La ministra, la misma que negociaba con laboratorios amigos y que viajaba a Rusia para asegurar embarques, se esmeró por “dar por cerradas todas las especulaciones”. Pretendió desmentir lo que consideró “una noticia falsa que no refleja en nada lo sucedido”. Contó para ello, como corresponde, con el apoyo de ministros amigos de distintas jurisdicciones, miembros del Consejo Federal de Salud, argumentando que, desde el 10 de agosto de 2020, su cartera había publicado ya las recomendaciones para el acompañamiento de pacientes en sus últimos días.
El decoro pasó a ser una mera palabra en el diccionario de los otros, una moralina vetusta reemplazada por la viveza criolla y el acomodo
Algo parecido puede decirse de Ginés González García, captado en sus paseos por el Viejo Continente, tratando de justificarlos con un curso sobre servicios de salud, luego de que la ministra de Economía, Silvina Batakis, lanzara que “el derecho a viajar colisiona con la generación de puestos de trabajo”. O de Luana Volnovich en el Caribe, titular del PAMI, en otro ejemplo del “haz lo que digo pero no lo que hago”.
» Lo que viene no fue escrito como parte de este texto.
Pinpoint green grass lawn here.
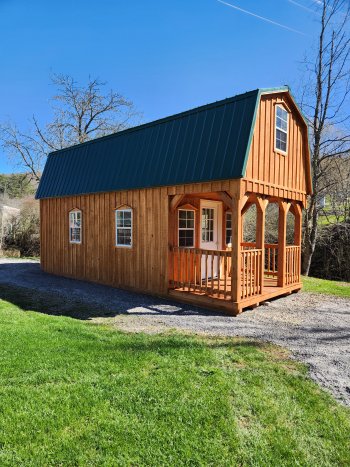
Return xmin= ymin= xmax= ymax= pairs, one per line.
xmin=0 ymin=294 xmax=350 ymax=467
xmin=302 ymin=277 xmax=350 ymax=297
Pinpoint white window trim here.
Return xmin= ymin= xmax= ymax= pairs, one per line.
xmin=114 ymin=208 xmax=134 ymax=249
xmin=177 ymin=209 xmax=196 ymax=248
xmin=68 ymin=209 xmax=83 ymax=245
xmin=274 ymin=104 xmax=289 ymax=156
xmin=225 ymin=211 xmax=233 ymax=248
“Pertenecer tiene sus privilegios” era el contundente eslogan publicitario de una tarjeta de crédito. De eso se trata este gobierno. En su resumen de cuenta, luego de los últimos cuatro años de gestión, los ciudadanos solo hemos podido identificar algunos consumos, aquellos que trascendieron por candidez o desparpajo de sus protagonistas o por el acierto de una investigación periodística. Al amiguismo político lo mueve un dudoso affectio societatis; más bien diríamos que se trata de un incesante intercambio de favores en mutuo beneficio enquistado en el poder. Bajo el falso paraguas de una dudosa defensa de derechos, solo han sido capaces de repartir privilegios y prebendas con oscuros fines. El sistema funciona adecuadamente desde el propio vértice del poder. Y se extiende como mancha de petróleo hacia todas las capas sociales, incluidas –precisamente porque de ellas se alimentan– las más desfavorecidas, convertidas en depositarias de planes, bicicletas, bolsones de comida o electrodomésticos en un malsano afán por hacerles creer que les importan por algo más que por su capacidad para votarlos. Cómo explicar de otra manera el triunfo de Axel Kicillof en las últimas PASO, protagonista indiscutido de la inseguridad y la marginalidad que reinan en la provincia de Buenos Aires.
La complejidad cada vez mayor de una burocracia estatal que crece al ritmo del incremento del gasto público encuentra en este sistema combustible permanente. Cada trámite podrá asociarse con una excepción o una facilitación en el nutrido mercado de los amigos. Si hasta un delito claramente probado como el que plasmó la foto de la fiesta en Olivos puedo resolverse con un simple pago, entre amigos. Los billetes circulan a una velocidad pavorosa y al ritmo de una emisión insuficiente, pues sirven para pagar bienes y para alimentar males. Mientras tanto, el decoro pasó a ser una palabra del diccionario de los otros, una moralina vetusta ampliamente reemplazada por la viveza y la lógica del acomodo que el hartazgo ciudadano castiga en las urnas.